Caregivers often have to quit their jobs to provide full-time care to a loved one. As a result, they may struggle financially. While not everyone can get paid to care for a sick, disabled or elderly family member, if you are a family caregiver or need a caregiver, there are resources you can look into. Even though programs are available that offer family caregiver support, few provide financial assistance to family caregivers on an ongoing basis.
Government-Funded Financial Assistance Programs
Some states fund programs that help Medicaid recipients pay for caregivers. These programs go by different names depending on where you live. While program guidelines vary from state to state, in some cases, a family member can get paid as a caregiver. The person receiving care must meet the program's eligibility guidelines, which usually includes income limits. You can find out what financial assistance programs are available in your state by contacting your local Medicaid office or Area Agency on Aging office, if you are caring for a family member 60 years or older.

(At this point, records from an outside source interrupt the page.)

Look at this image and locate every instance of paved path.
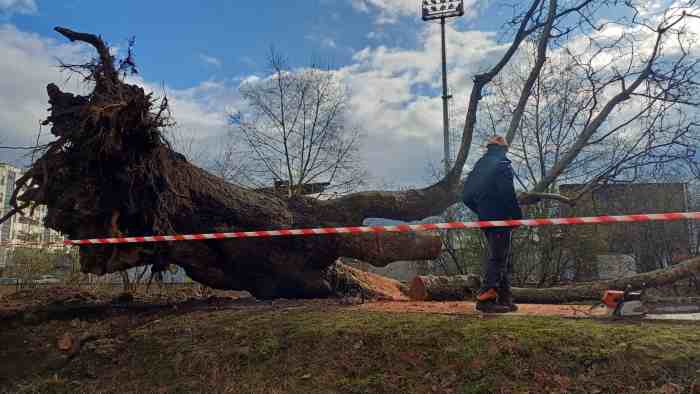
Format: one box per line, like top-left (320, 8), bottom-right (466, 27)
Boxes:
top-left (646, 313), bottom-right (700, 321)
top-left (355, 301), bottom-right (602, 317)
top-left (356, 301), bottom-right (700, 321)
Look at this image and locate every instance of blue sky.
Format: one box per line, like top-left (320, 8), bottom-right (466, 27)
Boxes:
top-left (1, 0), bottom-right (508, 186)
top-left (7, 0), bottom-right (461, 88)
top-left (9, 1), bottom-right (380, 88)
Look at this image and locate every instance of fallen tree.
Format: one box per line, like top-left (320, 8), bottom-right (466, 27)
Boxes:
top-left (3, 3), bottom-right (698, 299)
top-left (408, 257), bottom-right (700, 303)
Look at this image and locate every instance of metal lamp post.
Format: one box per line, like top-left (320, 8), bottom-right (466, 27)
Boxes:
top-left (421, 0), bottom-right (464, 174)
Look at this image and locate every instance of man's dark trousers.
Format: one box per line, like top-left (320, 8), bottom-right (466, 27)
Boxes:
top-left (482, 230), bottom-right (513, 292)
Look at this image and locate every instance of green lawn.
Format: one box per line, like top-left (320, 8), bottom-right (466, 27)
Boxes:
top-left (1, 304), bottom-right (699, 393)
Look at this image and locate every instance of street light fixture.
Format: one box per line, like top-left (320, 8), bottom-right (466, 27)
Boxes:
top-left (421, 0), bottom-right (464, 21)
top-left (421, 0), bottom-right (464, 174)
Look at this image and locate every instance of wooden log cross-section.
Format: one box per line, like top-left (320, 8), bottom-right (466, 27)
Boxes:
top-left (408, 257), bottom-right (700, 304)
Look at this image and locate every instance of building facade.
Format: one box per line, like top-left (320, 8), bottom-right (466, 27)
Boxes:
top-left (0, 162), bottom-right (64, 268)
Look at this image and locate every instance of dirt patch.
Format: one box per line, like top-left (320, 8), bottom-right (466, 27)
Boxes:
top-left (355, 300), bottom-right (606, 317)
top-left (0, 286), bottom-right (609, 322)
top-left (0, 285), bottom-right (248, 307)
top-left (0, 285), bottom-right (254, 327)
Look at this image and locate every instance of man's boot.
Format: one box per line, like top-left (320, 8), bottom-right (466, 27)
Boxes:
top-left (476, 288), bottom-right (510, 313)
top-left (497, 287), bottom-right (518, 312)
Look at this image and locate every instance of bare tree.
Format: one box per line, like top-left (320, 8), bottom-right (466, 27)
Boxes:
top-left (229, 50), bottom-right (366, 197)
top-left (165, 127), bottom-right (209, 166)
top-left (439, 1), bottom-right (700, 286)
top-left (475, 1), bottom-right (700, 206)
top-left (165, 128), bottom-right (247, 184)
top-left (206, 135), bottom-right (249, 183)
top-left (473, 12), bottom-right (700, 283)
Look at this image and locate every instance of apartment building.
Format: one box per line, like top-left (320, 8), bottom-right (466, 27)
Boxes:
top-left (0, 162), bottom-right (64, 268)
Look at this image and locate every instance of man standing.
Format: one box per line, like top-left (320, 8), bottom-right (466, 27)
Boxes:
top-left (462, 135), bottom-right (522, 313)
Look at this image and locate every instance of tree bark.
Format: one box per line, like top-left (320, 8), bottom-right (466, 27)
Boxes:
top-left (408, 275), bottom-right (482, 301)
top-left (408, 257), bottom-right (700, 303)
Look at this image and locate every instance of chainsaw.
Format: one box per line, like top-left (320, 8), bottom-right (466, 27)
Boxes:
top-left (600, 285), bottom-right (700, 318)
top-left (601, 286), bottom-right (645, 317)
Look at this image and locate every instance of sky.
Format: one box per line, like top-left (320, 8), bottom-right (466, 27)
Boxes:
top-left (0, 0), bottom-right (694, 188)
top-left (0, 0), bottom-right (513, 187)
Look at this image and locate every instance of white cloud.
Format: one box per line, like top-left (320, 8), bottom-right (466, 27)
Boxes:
top-left (0, 24), bottom-right (88, 165)
top-left (351, 0), bottom-right (419, 23)
top-left (350, 0), bottom-right (370, 13)
top-left (305, 33), bottom-right (340, 50)
top-left (239, 56), bottom-right (257, 68)
top-left (111, 76), bottom-right (246, 164)
top-left (560, 2), bottom-right (700, 79)
top-left (0, 0), bottom-right (36, 15)
top-left (341, 0), bottom-right (699, 185)
top-left (0, 24), bottom-right (241, 168)
top-left (322, 37), bottom-right (337, 48)
top-left (336, 24), bottom-right (506, 184)
top-left (199, 53), bottom-right (222, 67)
top-left (366, 31), bottom-right (383, 40)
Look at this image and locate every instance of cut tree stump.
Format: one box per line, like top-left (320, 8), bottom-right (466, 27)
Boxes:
top-left (329, 260), bottom-right (409, 301)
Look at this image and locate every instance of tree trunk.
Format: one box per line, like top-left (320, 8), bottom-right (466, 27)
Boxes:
top-left (408, 275), bottom-right (482, 301)
top-left (4, 27), bottom-right (450, 300)
top-left (408, 257), bottom-right (700, 303)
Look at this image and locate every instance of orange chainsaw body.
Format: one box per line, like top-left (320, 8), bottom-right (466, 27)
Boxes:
top-left (602, 290), bottom-right (625, 308)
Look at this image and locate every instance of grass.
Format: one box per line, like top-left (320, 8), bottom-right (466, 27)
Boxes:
top-left (1, 304), bottom-right (699, 393)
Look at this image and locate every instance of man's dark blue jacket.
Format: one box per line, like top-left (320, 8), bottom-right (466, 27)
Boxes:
top-left (462, 145), bottom-right (523, 229)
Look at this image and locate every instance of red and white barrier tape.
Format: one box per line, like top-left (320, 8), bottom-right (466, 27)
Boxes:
top-left (64, 211), bottom-right (700, 246)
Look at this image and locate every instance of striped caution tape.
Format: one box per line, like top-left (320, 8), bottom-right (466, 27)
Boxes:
top-left (64, 211), bottom-right (700, 246)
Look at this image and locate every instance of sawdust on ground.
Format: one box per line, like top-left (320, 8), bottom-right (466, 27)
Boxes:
top-left (354, 301), bottom-right (607, 318)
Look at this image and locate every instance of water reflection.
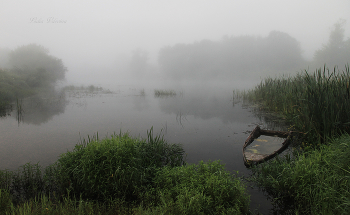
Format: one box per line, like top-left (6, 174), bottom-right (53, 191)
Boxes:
top-left (0, 86), bottom-right (293, 214)
top-left (156, 89), bottom-right (252, 125)
top-left (10, 90), bottom-right (67, 125)
top-left (0, 104), bottom-right (12, 117)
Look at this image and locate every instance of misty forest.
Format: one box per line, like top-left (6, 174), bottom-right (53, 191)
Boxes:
top-left (0, 19), bottom-right (350, 215)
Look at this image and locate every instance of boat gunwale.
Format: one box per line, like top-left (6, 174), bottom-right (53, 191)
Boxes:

Long Term Care Insurance Benefits
Depending on what benefits a long term care insurance policy provides, you may be able to get paid as a family caregiver. However, some policies exclude family members who live in the same household. If you are an adult child caring for an elderly parent, find out if your parent's policy includes a benefit that will help pay for home care. If it does, the policy will pay out a specified amount for care each month.
Benefits for Veterans
Primary caregivers of veterans who were seriously injured in military conflict after 9/11 can receive a monthly stipend by qualifying for the Program of Comprehensive Assistance for Family Caregivers. Caregivers also have access to health insurance, and they are reimbursed for travel expenses when accompanying their veteran when he is undergoing medical treatment. They may also receive mental health and counseling services and may qualify for 30 days of respite care each year. Before applying for the program, a veteran must be enrolled in VA health services. If you are the caregiver of a veteran who was injured in a military conflict prior to 9/11, you may qualify for assistance under the Department of Veterans Affairs Aid and Attendance Pension Benefit.
Many national disease-specific organizations offer grants and other types of financial assistance to family caregivers of individuals diagnosed with a particular disease. Other community-based programs that may provide information about programs and services for family caregivers include county and state departments of health, local hospitals and home care agencies, county human service agencies and local chapters of Easter Seals and the American Red Cross.